Have honor, decency and integrity suffered death by memes?
These moral imperatives have been ill for a long time, reaching a rapid decline during what has become known as the Presidential Campaign of 2016 and finally succumbing with the Trump Inauguration. The candidates and their campaigns were merely symptoms of a more widespread and deadly epidemic.
Although morality has been debated as long as man has been able to throw words with the cold-hearted bluntness of well-aimed stones, there has always been a sense of decorum and lines that simply were not crossed. It has been widely known, understood and accepted that there were certain things one did not say or do in public. You didn’t lie, you didn’t swear and you respected the opinions of others.
My challenge to you would be to go to your favorite social media site (Facebook, Twitter, Instagram or whatever) and without scrolling more than one swipe see if you can get through every posting without finding a single swear word, lie or insult. I just now tried it on my Facebook page and the first thing I saw was a humorous jab at vegetarians (insult).
I’m going to pick on Facebook here because it is the largest and most influential social media site and also the one I know best. I currently have about 750 friends on Facebook. During the presidential campaign last year I bet I blocked at least a third of them from my feed. It had absolutely nothing to do with their politics or their candidate of choice. It had everything to do with their character.
The number one reason I block anyone from my Facebook feed is for vulgarity. If you cannot converse without using swear words, then I probably don’t want to have a conversation with you. That doesn’t mean I don’t like you or that I think I’m too good for you. It means I have better things to do and fill my mind with than your garbage.
The garbage doesn’t stop with vulgarities. The second reason I blocked people during the campaign was for blatant meanness and lies. They generally manifested themselves in political memes. If people got in the habit of sharing hateful things, I blocked them. I really don’t want or need that kind of negativity in my life.
The third reason I blocked friends on Facebook was for indecency. If someone consistently posted or shared things of a sexual nature, I blocked the poster and often reported the content. If that makes me prude, so be it. I’m a firm believer that anything of a sexual nature should be kept between a husband and wife. I’m also raising teenage boys and I certainly don’t want them to think I condone the objectification of women because of what they see on my computer.

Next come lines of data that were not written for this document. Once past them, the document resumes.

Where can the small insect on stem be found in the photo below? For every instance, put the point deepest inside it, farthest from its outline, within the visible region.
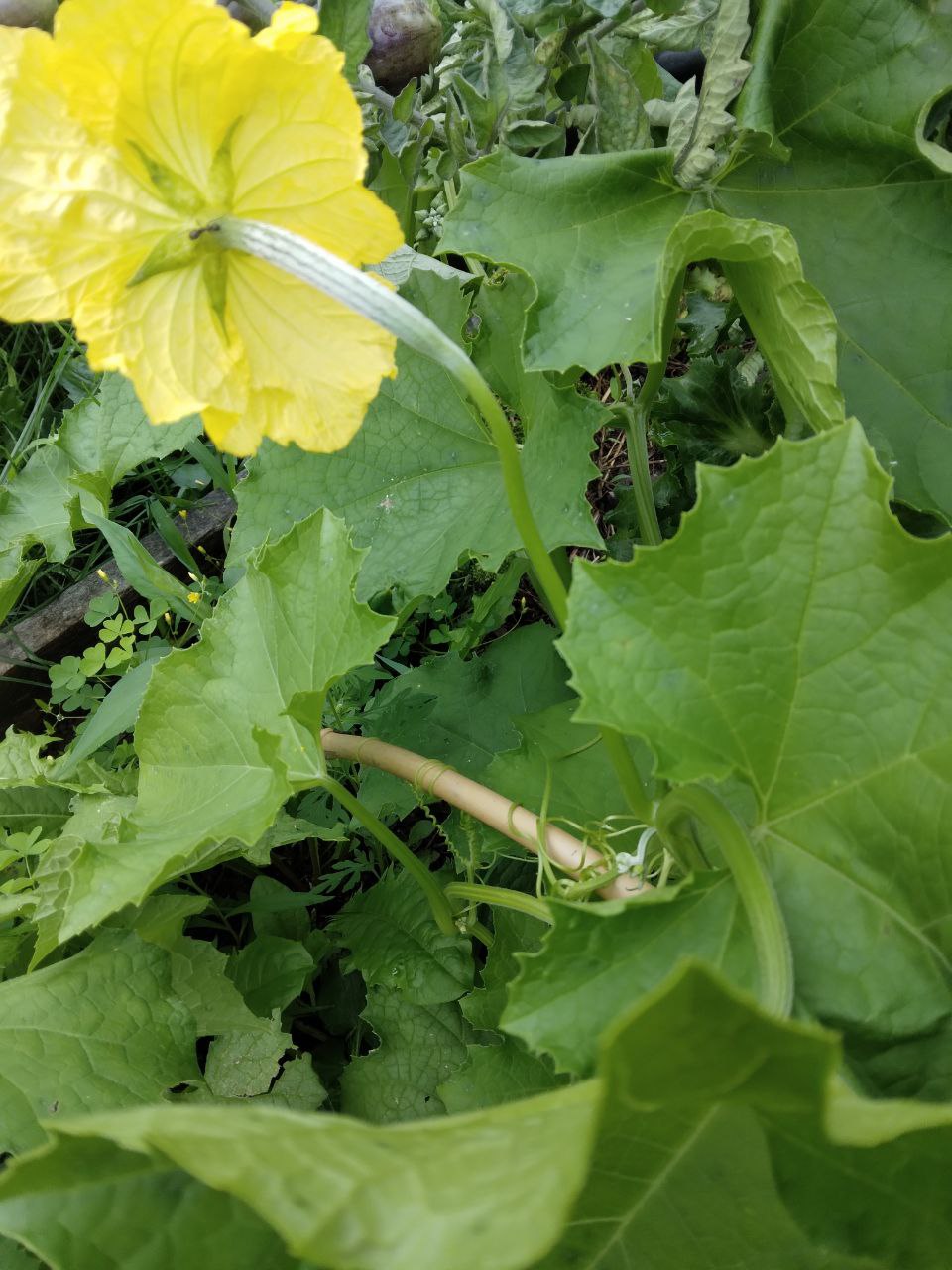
(206, 229)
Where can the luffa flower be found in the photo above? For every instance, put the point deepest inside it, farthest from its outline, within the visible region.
(122, 139)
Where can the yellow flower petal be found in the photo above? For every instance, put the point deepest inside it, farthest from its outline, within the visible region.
(167, 338)
(160, 75)
(315, 366)
(290, 27)
(123, 139)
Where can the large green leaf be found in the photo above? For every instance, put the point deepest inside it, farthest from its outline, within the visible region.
(606, 239)
(599, 959)
(463, 711)
(726, 1141)
(466, 711)
(843, 93)
(563, 762)
(420, 483)
(99, 443)
(344, 22)
(834, 108)
(419, 1048)
(89, 1206)
(488, 1191)
(96, 1032)
(109, 436)
(217, 738)
(497, 1074)
(394, 943)
(793, 635)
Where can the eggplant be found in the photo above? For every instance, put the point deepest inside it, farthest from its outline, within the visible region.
(28, 13)
(407, 37)
(683, 64)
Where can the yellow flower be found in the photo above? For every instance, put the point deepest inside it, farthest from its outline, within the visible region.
(131, 130)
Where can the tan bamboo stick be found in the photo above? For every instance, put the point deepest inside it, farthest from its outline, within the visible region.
(508, 818)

Getting back to my original point, I honestly feel that society has pushed the free speech envelope so far to the extreme that a tidal wave of consequences is about to wash over us. We still have libel and slander laws in this land and it’s only a matter of time before someone has the backbone to use them. Whether anyone does or not, continuing on the course we are on will only set us up for unbridled anarchy where anyone says and does whatever they want because there are no consequences.
It is not only online but in real life as well. If you don’t believe me, ask yourself why Sugar Land finally passed an ordinance banning drivers from using cell phones and other handheld devices. People don’t think laws apply to them or that their actions have an impact on others.
Just this weekend I took my wife to see a movie. Despite numerous messages asking patrons to silence their cell phones, the person sitting next to me and nearly everyone else down the row frequently checked their cell phones. When I finally asked the person next to me to shut it off, she gave me a terse reply about needing to make sure her kid was OK. I’m sorry, but if you can’t leave your kid for two hours then you probably don’t need to be in a theater interrupting everyone else. Maybe you should be with your kid.
Sorry, I got sidetracked, but it makes my point. People have become incredibly self-centered and it shows by how they behave in public and by what they post online. Socially, our moral imperatives are suffering death by meme. (For those who don’t know what a meme is, it is basically a picture or video with a message printed on it.) Most are meant to be funny but increasingly they are hurtful and derogatory. During the presidential campaign they became violently cruel.
I couldn’t tell you if the rhetoric has died down or not, because I have blocked so much of it from my social media feeds. At least for me Facebook is slowly becoming more social in a friendly way. At the rate things are going, I may reach the end of this battle with few friends on Facebook, but at least I will know they are true friends. And none of us will be attending the funeral for honor, decency and integrity because we will have kept the faith and stayed strong against the overwhelming adversity of a culture that would rather play dirty than stay clean.